Jeff gives her a strange and somewhat suspicious look. He’s been cranky and somewhat on edge since Abed and Annie left a bit over a semester ago, so he’s not lately been capable of fully relaxing. But the fact that the meeting isn’t about him being in trouble does seem to put him slightly more at ease. “Well, what is this about then? Because it obviously has something to do with me, or else I wouldn’t be here, and you wouldn’t have brought my boss in too. Craig told me he doesn’t know either, so I’d appreciate it if you’d get to the point so we can get whatever this is over with.”
“Alright,” Frankie leans forward in her chair, clasping her hands together in front of herself. “I have sat and observed... certain behaviors, and tried to understand the nuances of your relationship with each other and what exactly is going on, trying to figure out if there was something I just... wasn’t seeing... and as a result, I have let this go on unaddressed longer than I should have.” She turns to Jeff and looks at him quite seriously. “That’s something you deserve an apology for, Jeff. So I just want you to know that I’m very sorry that it’s taken me this long to address this matter. I should have called this meeting a year ago, but I didn’t, because I wanted to make sure I hadn’t misunderstood. That was poor judgement on my part. It was not only unprofessional of me, but my negligence has caused you to suffer even longer than you already have.”

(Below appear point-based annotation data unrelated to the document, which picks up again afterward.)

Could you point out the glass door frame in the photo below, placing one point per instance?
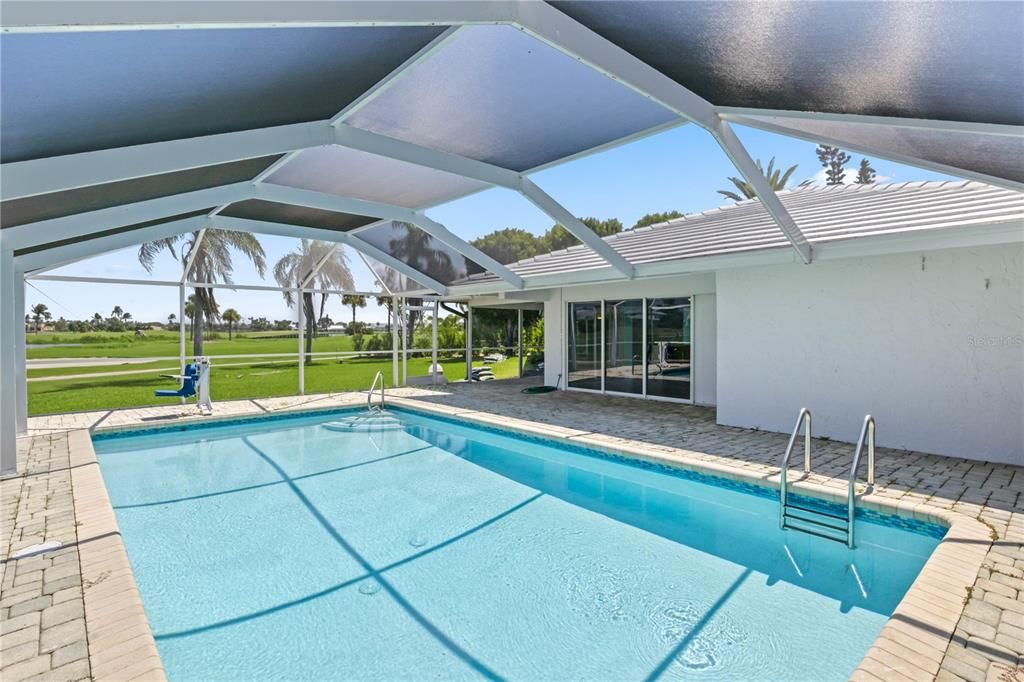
(643, 395)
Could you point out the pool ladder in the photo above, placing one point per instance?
(370, 395)
(819, 521)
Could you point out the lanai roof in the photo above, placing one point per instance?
(826, 215)
(125, 122)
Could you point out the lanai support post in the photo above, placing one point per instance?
(20, 372)
(9, 317)
(433, 348)
(468, 333)
(393, 312)
(181, 329)
(300, 306)
(519, 339)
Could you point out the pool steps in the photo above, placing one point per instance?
(819, 521)
(377, 420)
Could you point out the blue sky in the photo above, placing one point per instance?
(679, 169)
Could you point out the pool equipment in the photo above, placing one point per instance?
(195, 382)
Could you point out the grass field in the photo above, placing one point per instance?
(226, 383)
(165, 344)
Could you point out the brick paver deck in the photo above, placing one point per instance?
(960, 623)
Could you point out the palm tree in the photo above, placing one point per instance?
(294, 269)
(416, 248)
(776, 180)
(355, 301)
(211, 264)
(230, 315)
(39, 313)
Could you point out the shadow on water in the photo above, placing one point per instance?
(735, 533)
(370, 571)
(698, 627)
(256, 486)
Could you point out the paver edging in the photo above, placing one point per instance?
(104, 562)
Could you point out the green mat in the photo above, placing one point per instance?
(539, 389)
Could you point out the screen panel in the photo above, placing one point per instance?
(421, 251)
(946, 60)
(584, 352)
(68, 92)
(94, 198)
(999, 156)
(497, 94)
(257, 209)
(337, 170)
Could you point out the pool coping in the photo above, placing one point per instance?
(910, 645)
(118, 633)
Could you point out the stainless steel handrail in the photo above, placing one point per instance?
(866, 433)
(805, 415)
(370, 395)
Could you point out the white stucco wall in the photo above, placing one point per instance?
(930, 343)
(700, 286)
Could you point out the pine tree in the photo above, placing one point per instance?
(865, 175)
(834, 160)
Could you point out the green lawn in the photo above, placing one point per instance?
(246, 381)
(165, 344)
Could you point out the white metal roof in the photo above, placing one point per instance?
(324, 119)
(824, 215)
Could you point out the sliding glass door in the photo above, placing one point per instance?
(633, 346)
(669, 350)
(585, 345)
(624, 346)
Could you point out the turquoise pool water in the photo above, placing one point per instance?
(283, 550)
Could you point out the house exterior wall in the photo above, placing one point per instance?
(929, 342)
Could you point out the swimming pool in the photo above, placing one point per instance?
(279, 549)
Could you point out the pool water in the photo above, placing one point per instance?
(284, 550)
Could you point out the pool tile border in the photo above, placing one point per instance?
(911, 644)
(120, 640)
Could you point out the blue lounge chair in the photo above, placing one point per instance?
(187, 383)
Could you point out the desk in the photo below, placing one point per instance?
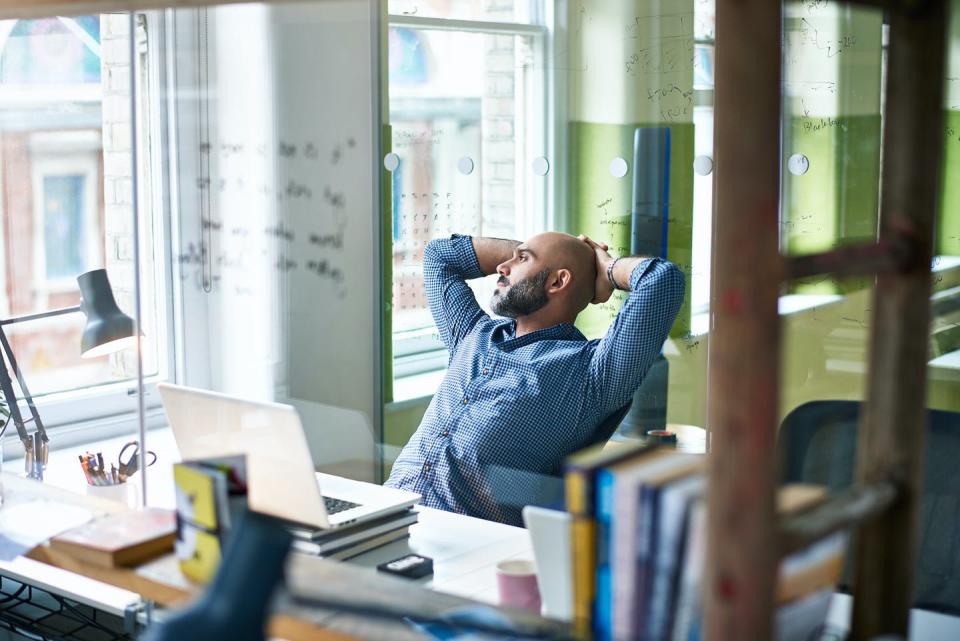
(465, 551)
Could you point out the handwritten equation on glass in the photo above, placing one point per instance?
(246, 195)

The longer she talks, the more confused Jeff seems to become. He squints at her, clearly still uncertain about what exactly is going on. “Um... okay?” He tries to sound confidently uncaring, but he hunches his shoulders further—something Frankie has noticed he does often when he’s uncomfortable—like he’s trying his best to make his body take up less space.
Frankie turns to the Dean. “Craig, I have come to the conclusion that there really is not any reasonable excuse I can make for you. Your behavior toward Jeff is completely unacceptable. The way you treat him is incredibly inappropriate—doubly so because of your position of authority over him. Your frequent acts of sexual harassment toward him need to stop both because Mr. Winger could have sued the school due to your behavior years ago, and because Jeff is your friend and my friend, is entitled to his personal space, and deserves to be treated with respect.”
It hangs in the air there for a moment, with Craig’s mouth open wide, and Jeff’s eyebrow raised.
“Sexual harassment?” Craig says five seconds later, incredulous.
“Jesus Christ…” Jeff sighs, tipping his head back in his chair and looking heavenward. “I need a drink for this conversation.”
“That’s precisely why I didn’t reveal the nature of the meeting in advance,” Frankie admits.
Jeff scowls at her.
“Wait… you think I’m sexually harassing Jeffrey?” Craig cuts in again, voice pitching high.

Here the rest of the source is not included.